Rearrange array into max-min form using C++

We get a sorted array. We need to arrange this array in the largest and smallest form, that is, the first element is the largest element, the second element is the smallest element, the third element is the second largest element, and the fourth element is the second smallest element. And so on, for example -

Input : arr[ ] = { 10, 20, 30, 40, 50, 60 }
Output : { 60, 10, 50, 20, 40, 30 }
Explanation : array is rearranged in the form { 1st max, 1st min, 2nd max, 2nd min, 3rd max, 3rd min }

Input : arr [ ] = { 15, 17, 19, 23, 36, 67, 69 }
Output : { 69, 15, 67, 17, 36, 19, 23 }

There is a way to rearrange the array in maximum and minimum form -

A way to find the solution

There is a way to rearrange the array in maximum and minimum Minimum form rearranges array form -

Double pointer method

Use two variables, min and max, here will point to the largest and smallest elements and create a new empty array of the same size to store the re-arrangement Arranged array.
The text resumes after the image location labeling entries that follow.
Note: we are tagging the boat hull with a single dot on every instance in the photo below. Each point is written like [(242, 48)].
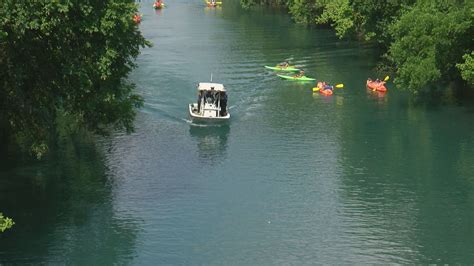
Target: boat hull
[(206, 119)]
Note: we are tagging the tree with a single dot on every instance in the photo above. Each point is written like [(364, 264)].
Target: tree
[(5, 223), (429, 39), (467, 68), (67, 59)]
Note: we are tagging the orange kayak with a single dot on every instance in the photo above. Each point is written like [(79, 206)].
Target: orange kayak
[(327, 92), (376, 86), (137, 19)]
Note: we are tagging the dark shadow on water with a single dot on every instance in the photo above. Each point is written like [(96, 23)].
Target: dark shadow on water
[(63, 208), (211, 141)]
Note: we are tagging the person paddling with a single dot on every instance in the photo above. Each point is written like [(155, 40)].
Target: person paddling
[(284, 64), (300, 74)]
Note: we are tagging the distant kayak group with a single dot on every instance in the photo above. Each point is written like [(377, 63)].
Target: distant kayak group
[(158, 4), (322, 87)]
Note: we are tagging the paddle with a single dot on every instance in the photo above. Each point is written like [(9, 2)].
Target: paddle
[(339, 86), (385, 80)]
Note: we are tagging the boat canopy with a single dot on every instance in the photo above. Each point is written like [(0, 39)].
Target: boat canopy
[(206, 86)]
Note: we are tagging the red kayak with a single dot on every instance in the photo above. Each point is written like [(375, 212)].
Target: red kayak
[(137, 18), (324, 88), (327, 92), (376, 85)]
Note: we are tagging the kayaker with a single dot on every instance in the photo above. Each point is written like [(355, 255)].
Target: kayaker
[(284, 64), (300, 74)]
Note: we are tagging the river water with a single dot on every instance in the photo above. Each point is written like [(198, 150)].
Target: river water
[(294, 178)]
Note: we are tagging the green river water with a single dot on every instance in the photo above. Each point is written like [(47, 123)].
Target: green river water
[(294, 178)]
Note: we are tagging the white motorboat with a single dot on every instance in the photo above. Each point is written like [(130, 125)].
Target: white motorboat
[(211, 105)]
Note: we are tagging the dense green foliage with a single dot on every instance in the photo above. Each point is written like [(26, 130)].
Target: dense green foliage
[(429, 39), (5, 223), (66, 59), (425, 41)]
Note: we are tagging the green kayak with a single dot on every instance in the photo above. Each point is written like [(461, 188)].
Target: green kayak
[(303, 78), (289, 68)]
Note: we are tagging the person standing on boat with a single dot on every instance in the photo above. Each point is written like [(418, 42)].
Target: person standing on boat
[(200, 94), (223, 98)]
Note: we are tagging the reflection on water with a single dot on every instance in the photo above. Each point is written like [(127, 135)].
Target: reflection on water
[(211, 141), (63, 209)]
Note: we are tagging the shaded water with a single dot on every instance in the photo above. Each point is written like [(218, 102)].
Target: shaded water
[(294, 177)]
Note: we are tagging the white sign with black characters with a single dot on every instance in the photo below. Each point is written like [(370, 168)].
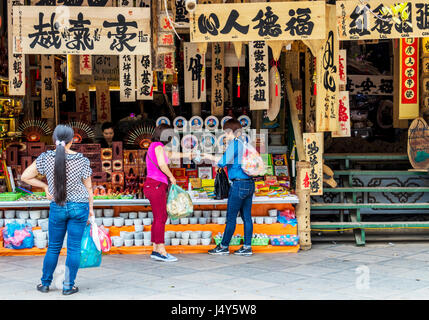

Now iterate over the array and if the iterated element is at an even index, add arr[max] elements to the empty array and decrement max by 1. If the element is at an odd index, add arr[min] elements to the empty array and increment min by 1. Do this until max is less than min.

Example

#include <bits/stdc++.h>
using namespace std;

int main () {
   int arr[] = { 1, 2, 3, 4, 5, 6 };
   int n = sizeof (arr) / sizeof (arr[0]);
   // creating a new array to store the rearranged array.
   int final[n];
   // pointing variables to initial and final element index.
   int min = 0, max = n - 1;
   int count = 0;
   // iterating over the array until max is less than or equals to max.
   for (int i = 0; min <= max; i++) {
      // if count is even then store max index element

      if (count % 2 == 0) {
         final[i] = arr[max];
         max--;
      }
      // store min index element
      else {
         final[i] = arr[min];
         min++;
      }
      count++;
   }
   // printing the final rearranged array.
   for (int i = 0; i < n; i++)
      cout << final[ i ] << " ";
   return 0;
}

Output

6 1 5 2 4 3

The above code description

• Variables are initialized to min=0 and max = array_length(n) - 1.
• for (int i = 0; min
• If the count is odd, (max) elements are added to the final array and the variable max is decremented by 1.
• Assuming the count is an even number, then (min). In this case, the element will be added to the final array and the variable min will be increased by 1.
• Finally, the result array will be stored in the Final[ ] array.

Conclusion

In this article, we discussed the solution to rearrange the given array into max-min form. We discuss approaches to the solution and solve it with an optimistic solution with time complexity O(n). We also wrote a C program for this. Likewise, we can write this program in any other language like C, Java, Python, etc. We hope this article was helpful to you.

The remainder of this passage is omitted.